We may never settle on an exact definition of "role-playing" that satisfies all interested parties, but Obsidian Entertainment boss Feargus Urquhart believes the one primary element is "choice."
In speaking to IncGamers , Urquhart says choice separates a "true RPG" from a game that simply has RPG elements. These days, he says role-playing can be confused with other genres and it can be difficult to spot the "real RPG," which must offer freedom and decision-making to the player. In other words, without consequences; if your actions have no real impact on the game, it's just not an RPG. Said Urquhart:
"This is what I think matters and this is what I love about making role-playing games is that choice. If you don't offer different endings, you don't offer ramifications then you don't have consequences. The consequences mean that if I chose to do 'this', then 'this' is going to happen and not 'this.'
That kind of changes the game and I think it also really does, which I think is more unique to role-playing games, is deployability."

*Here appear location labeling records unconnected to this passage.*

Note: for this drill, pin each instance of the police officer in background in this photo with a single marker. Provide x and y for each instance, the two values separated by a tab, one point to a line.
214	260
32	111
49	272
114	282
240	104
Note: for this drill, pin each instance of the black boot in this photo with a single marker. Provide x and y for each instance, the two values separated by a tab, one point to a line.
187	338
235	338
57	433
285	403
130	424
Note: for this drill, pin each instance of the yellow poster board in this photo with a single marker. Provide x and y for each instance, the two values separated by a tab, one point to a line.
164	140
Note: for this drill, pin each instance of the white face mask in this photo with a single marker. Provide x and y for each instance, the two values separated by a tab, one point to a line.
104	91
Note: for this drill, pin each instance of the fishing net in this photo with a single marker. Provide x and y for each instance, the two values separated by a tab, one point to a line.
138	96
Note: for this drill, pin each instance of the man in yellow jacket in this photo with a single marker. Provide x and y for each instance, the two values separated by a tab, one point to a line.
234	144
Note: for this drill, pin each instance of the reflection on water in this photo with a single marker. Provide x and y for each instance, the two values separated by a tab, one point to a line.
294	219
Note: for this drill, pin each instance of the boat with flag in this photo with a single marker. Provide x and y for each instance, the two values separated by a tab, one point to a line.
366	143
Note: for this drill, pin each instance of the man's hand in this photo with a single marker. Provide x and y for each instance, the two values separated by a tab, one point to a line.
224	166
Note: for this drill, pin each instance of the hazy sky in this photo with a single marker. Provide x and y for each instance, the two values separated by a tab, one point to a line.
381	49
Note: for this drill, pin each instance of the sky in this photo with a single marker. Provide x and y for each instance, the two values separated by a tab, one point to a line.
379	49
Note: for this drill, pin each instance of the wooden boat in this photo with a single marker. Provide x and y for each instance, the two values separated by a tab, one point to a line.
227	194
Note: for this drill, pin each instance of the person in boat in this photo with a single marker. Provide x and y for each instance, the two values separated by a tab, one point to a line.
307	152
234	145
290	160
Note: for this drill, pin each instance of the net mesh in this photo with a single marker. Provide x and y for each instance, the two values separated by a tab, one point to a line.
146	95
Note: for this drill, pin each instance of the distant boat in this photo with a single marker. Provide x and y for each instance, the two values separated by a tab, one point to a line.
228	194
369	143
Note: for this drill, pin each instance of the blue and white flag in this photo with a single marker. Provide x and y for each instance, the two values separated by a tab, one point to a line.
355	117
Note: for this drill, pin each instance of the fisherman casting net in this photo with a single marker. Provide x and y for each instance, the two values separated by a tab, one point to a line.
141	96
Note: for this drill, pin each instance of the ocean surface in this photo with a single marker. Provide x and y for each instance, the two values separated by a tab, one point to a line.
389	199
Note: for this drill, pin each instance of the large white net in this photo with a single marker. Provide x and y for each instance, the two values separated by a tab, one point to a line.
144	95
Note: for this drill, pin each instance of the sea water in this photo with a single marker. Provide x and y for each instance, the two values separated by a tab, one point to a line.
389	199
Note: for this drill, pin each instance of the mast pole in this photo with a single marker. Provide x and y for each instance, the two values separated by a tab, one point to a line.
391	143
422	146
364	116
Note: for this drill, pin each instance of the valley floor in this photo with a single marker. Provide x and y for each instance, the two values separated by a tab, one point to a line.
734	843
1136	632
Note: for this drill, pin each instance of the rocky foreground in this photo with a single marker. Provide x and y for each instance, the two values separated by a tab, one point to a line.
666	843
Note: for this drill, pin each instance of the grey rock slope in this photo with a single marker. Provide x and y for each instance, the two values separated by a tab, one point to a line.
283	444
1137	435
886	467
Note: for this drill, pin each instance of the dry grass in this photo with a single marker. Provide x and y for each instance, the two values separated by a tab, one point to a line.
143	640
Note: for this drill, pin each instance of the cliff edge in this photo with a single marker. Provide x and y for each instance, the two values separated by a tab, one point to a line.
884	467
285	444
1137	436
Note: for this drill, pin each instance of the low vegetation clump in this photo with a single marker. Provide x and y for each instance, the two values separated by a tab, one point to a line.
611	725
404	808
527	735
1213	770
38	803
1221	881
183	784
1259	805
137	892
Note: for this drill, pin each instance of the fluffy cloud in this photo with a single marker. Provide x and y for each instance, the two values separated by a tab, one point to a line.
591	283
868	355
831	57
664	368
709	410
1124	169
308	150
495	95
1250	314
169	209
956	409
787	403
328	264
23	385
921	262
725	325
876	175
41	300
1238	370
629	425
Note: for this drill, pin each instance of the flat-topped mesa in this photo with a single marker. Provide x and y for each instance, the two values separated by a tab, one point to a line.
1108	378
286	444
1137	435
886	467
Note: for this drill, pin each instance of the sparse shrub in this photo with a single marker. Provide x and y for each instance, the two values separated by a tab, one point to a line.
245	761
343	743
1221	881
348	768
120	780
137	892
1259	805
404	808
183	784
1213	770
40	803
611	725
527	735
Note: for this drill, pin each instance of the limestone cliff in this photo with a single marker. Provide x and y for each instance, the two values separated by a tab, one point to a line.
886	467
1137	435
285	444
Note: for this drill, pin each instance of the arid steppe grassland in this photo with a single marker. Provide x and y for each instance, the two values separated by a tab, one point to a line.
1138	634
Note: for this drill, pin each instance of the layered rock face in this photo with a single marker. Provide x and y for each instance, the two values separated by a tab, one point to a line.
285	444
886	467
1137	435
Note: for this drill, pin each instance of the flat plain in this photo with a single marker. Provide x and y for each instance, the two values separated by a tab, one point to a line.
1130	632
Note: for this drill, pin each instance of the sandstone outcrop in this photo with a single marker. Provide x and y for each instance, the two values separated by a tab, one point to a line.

It's true that role-playing elements can be found in many other genres. Straight-up action slashfests often utilize such traits, like leveling up, customizable characters, buying weapons and equipment; even towns to explore. The lines really are getting very, very blurry. But we do have one thing we can say definitively: Obsidian, if Dungeon Siege III turns out to be as technically broken as Alpha Protocol , we really won't care about "choice." You actually have to make a good game , too.